This returns to ARGs' framework of transmedia storytelling, which necessitates that ARG designers relinquish a significant degree of their power to the ARG's audience, problematizing traditional views of authorship.The majority of the scholastic review on ARGs analyzes their pedagogical advantages.
Sean Stewart, another of the three principal designers, notes that designing and running an ARG bears some similarities to running an RPG, and the influence of that particular game form is further suggested by the fact that Jordan Weisman, the game's third main designer, was also the founder of leading RPG company FASA.Stewart also noted that the sort of "creative, collaborative, enthusiastic scavengering behavior" The conspiracy in Thomas Pynchon's The Crying of Lot 49 may be an ARG set up by Pierce Inverarity to bedevil Oedipa Maas, as may be the hallucinatory Turkish frontier across which A. Hill's Stephan Raszer tracks his quarry in the current literary thriller Nowhere-Land.collectible puzzle cards fund Perplex City) or through promotional relationships with existing products (for example, I Love Bees was a promotion for Halo 2, and the Lost Experience and Find 815 promoted the television show Lost). There is a great deal of debate surrounding the characteristics by which the term "alternate reality game" should be defined.Sean Stacey, founder of the website Unfiction, has suggested that the best way to define the genre was not to define it, and instead locate each game on three axes (ruleset, authorship and coherence) in a sphere of "chaotic fiction" that would include works such as the Uncyclopedia and street games like SF0 as well. This prompts the unique collaboration emanating from ARGs as well; Sean Stewart, founder of 42 Entertainment, which has produced various successful ARGs, speaks to how this occurs, noting that "the key thing about an ARG is the way it jumps off of all those platforms.Due to the influence the Beast exerted over the form of later ARGs and the willingness of its creators to talk about its development, its sources of inspiration are both particularly relevant to the evolution of the modern ARG and somewhat more verifiable than other possible antecedents.

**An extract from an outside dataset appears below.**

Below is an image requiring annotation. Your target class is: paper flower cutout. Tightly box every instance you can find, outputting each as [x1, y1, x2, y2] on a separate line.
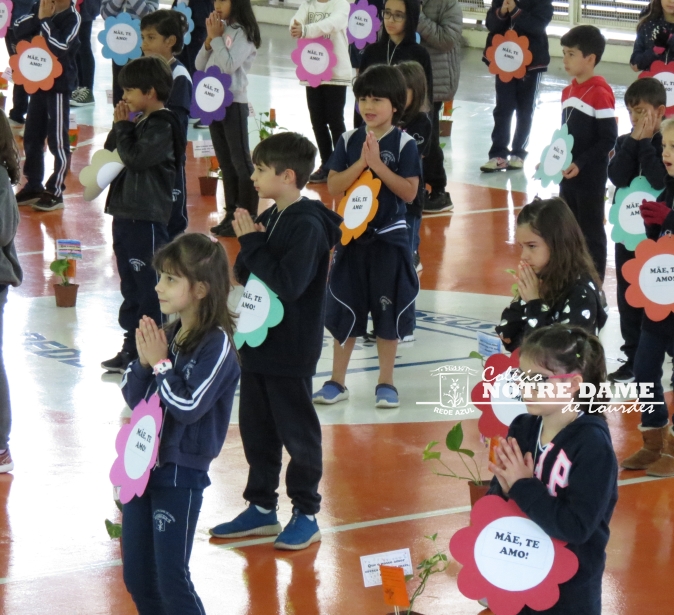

Elan Lee, one of its creative principals, cites the 1997 movie The Game as an inspiration, as well as the Beatles' "Paul is dead" phenomenon.
Notably, in the classroom, ARGs can be effective tools for providing exigence on given topics and yield a collaborative and experiential learning environment.
In a contribution to a volume focusing on play and cities in Springer's Gaming Media and Social Effects series, Eddie Duggan (2017) provides an overview of pervasive games, and discusses characteristics in ARGs, LARPs, RPGs, assassination games and other games where the notion of the "magic circle" as elaborated by Salen and Zimmerman Ong's Hat/Incunabula was most likely started sometime around 1993, and also included most of the aforementioned design principles.
Players interact directly with characters in the game, solve plot-based challenges and puzzles, and collaborate as a community to analyze the story and coordinate real-life and online activities.
ARGs generally use multimedia, such as telephones, email and mail but rely on the Internet as the central binding medium.
Dreadnot was a (non-commercial) ARG produced with a grant from the San Francisco Chronicle and published on in 1996.